The major broadcast networks were shut out of the prestigious category, a repeat of last year and a particular blow with the entry of Netflix's streamed drama. "Boardwalk Empire" was the only show not to return in the category, its spot claimed by "House of Cards."
In the comedy series category, nominees are "The Big Bang Theory," ''Girls," ''Louie," ''Modern Family," ''Veep" and "30 Rock," recognized for its final season. Another outgoing comedy, "The Office," didn't receive a best series nod.
A 6-year-old TV academy rules change allows online entries to compete with cable and broadcast programs, although so far Internet shows have popped up only in lower-profile categories. That changed with the 65th Primetime Emmys.

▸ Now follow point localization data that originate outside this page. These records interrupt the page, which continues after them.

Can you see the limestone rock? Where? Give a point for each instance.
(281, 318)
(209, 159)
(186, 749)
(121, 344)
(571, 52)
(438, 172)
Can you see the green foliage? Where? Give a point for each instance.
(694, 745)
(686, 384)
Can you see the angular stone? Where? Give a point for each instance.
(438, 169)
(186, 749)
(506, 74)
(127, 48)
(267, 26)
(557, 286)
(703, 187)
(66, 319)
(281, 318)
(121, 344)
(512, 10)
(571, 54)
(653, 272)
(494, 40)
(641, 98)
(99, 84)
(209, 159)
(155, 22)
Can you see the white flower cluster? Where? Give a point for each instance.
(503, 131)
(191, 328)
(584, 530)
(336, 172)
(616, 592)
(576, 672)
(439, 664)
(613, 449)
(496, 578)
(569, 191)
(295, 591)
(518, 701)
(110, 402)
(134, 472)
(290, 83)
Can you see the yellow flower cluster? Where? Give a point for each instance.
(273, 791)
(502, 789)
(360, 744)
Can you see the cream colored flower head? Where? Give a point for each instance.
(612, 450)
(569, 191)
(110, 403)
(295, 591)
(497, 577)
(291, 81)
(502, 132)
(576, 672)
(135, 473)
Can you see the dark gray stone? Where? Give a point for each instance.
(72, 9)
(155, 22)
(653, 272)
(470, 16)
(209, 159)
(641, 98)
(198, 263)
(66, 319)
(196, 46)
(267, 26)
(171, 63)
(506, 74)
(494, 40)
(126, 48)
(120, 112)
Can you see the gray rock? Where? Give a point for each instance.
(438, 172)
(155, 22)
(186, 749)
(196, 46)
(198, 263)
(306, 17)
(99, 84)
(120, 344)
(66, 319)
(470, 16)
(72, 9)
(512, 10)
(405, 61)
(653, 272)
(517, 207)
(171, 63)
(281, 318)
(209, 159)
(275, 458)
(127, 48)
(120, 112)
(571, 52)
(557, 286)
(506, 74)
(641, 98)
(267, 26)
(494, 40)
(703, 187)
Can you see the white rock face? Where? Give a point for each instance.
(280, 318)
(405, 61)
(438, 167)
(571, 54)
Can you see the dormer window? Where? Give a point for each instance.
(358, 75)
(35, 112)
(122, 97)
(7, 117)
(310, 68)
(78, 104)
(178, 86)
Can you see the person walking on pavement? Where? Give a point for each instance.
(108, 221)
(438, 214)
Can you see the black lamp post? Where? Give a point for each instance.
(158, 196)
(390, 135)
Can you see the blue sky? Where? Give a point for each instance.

"It certainly is a marker of the new era. ... It will send shock waves through the industry," said Tim Brooks, a TV historian and former network executive, predicted on the eve of the nominations.
They were announced by Aaron Paul, a previous winner for "Breaking Bad" and nominated again this year, and, in a surprise, Emmy host Neil Patrick Harris. He filled in "House of Cards" actress Kate Mara, kept in Santa Fe, N.M., by a plane's mechanical malfunction.
"Special thanks to Kate Mara for getting me out of the house before my kids start screaming and crying," Harris said.
An in-demand emcee, the "How I Met Your Mother" star earned a bid for hosting Broadway's Tony Awards.
Joining Spacey in the contest for best drama series actor are Hugh Bonneville of "Downton Abbey"; Jon Hamm of "Mad Men"; Jeff Daniels of "The Newsroom" and Damian Lewis of "Homeland," last year's winner.
Kevin Bacon, one of the big-screen stars trying their hand at TV, was not recognized in the category for "The Following."
Actresses nominated for their drama series work besides Wright include Vera Farmiga of "Bates Hotel"; Michelle Dockery of "Downtown Abbey;" Elisabeth Moss of "Mad Men"; Connie Britton of "Nashville" and Kerry Washington of "Scandal." Claire Danes, last year's winner for "Homeland," got a nod.